Abstract

A strongly orthogonal decomposition of a tensor is a rank one tensor decomposition with the two component vectors in each mode of any two rank one tensors are either colinear or orthogonal. A strongly orthogonal decomposition with few number of rank one tensors is favorable in applications, which can be represented by a matrix-tensor multiplication with orthogonal factor matrices and a sparse tensor; and such a decomposition with the minimum number of rank one tensors is a strongly orthogonal rank decomposition.

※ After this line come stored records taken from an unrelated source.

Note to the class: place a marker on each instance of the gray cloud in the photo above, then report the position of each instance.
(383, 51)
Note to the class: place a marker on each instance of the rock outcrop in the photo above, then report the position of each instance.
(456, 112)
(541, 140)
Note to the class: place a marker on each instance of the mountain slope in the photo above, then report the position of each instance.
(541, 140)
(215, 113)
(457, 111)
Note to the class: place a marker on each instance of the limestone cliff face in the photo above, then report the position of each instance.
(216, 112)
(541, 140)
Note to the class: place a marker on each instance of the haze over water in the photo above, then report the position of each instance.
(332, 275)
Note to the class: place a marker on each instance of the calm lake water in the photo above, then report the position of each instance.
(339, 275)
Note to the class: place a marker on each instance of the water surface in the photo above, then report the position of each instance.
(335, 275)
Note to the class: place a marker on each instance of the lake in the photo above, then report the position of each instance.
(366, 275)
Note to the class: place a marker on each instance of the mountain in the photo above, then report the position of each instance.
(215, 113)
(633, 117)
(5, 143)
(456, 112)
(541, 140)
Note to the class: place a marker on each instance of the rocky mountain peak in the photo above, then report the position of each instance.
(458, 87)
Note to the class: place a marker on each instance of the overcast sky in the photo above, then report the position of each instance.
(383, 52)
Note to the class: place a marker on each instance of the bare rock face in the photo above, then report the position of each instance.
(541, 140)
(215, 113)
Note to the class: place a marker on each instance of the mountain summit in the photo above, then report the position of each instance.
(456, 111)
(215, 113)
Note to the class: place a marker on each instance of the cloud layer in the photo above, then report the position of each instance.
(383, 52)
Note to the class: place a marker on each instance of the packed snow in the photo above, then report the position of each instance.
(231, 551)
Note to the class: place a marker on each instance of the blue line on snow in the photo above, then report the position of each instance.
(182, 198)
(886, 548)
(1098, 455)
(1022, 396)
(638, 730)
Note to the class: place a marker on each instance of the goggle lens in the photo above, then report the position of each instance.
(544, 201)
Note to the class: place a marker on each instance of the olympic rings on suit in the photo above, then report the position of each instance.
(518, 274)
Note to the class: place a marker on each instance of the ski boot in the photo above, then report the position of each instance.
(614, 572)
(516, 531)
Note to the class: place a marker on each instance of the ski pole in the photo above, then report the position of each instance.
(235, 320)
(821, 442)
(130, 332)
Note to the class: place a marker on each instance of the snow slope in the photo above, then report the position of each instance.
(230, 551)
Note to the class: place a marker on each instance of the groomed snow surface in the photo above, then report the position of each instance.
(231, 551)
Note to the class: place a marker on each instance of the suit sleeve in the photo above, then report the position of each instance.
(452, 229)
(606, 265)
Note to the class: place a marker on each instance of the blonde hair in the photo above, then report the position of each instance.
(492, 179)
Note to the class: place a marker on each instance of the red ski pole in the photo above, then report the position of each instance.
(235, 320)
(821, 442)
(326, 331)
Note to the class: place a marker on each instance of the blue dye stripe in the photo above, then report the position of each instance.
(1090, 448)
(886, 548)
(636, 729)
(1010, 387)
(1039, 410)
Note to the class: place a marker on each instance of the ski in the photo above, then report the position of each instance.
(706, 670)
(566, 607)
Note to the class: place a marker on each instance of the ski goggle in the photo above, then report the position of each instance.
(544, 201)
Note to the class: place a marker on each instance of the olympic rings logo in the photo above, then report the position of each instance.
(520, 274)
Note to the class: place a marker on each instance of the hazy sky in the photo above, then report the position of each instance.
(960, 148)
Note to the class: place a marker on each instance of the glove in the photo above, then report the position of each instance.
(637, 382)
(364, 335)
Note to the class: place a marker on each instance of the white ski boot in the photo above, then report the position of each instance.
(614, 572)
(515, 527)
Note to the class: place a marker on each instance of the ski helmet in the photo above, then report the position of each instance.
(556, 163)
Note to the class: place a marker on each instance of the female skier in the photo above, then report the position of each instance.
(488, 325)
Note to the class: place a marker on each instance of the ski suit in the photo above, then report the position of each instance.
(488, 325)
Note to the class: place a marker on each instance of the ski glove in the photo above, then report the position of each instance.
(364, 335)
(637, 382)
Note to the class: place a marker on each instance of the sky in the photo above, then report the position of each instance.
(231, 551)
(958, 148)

Any tensor has a strongly orthogonal rank decomposition. In this article, computing a strongly orthogonal rank decomposition is equivalently reformulated as solving an optimization problem. Different from the ill-posedness of the usual optimization reformulation for the tensor rank decomposition problem, the optimization reformulation of the strongly orthogonal rank decomposition of a tensor is well-posed. Each feasible solution of the optimization problem gives a strongly orthogonal decomposition of the tensor; and a global optimizer gives a strongly orthogonal rank decomposition, which is however difficult to compute. An inexact augmented Lagrangian method is proposed to solve the optimization problem. The augmented Lagrangian subproblem is solved by a proximal alternating minimization method, with the advantage that each subproblem has a closed formula solution and the factor matrices are kept orthogonal during the iteration. Thus, the algorithm always can return a feasible solution and thus a strongly orthogonal decomposition for any given tensor. Global convergence of this algorithm to a critical point is established without any further assumption. Extensive numerical experiments are conducted, and show that the proposed algorithm is quite promising in both efficiency and accuracy.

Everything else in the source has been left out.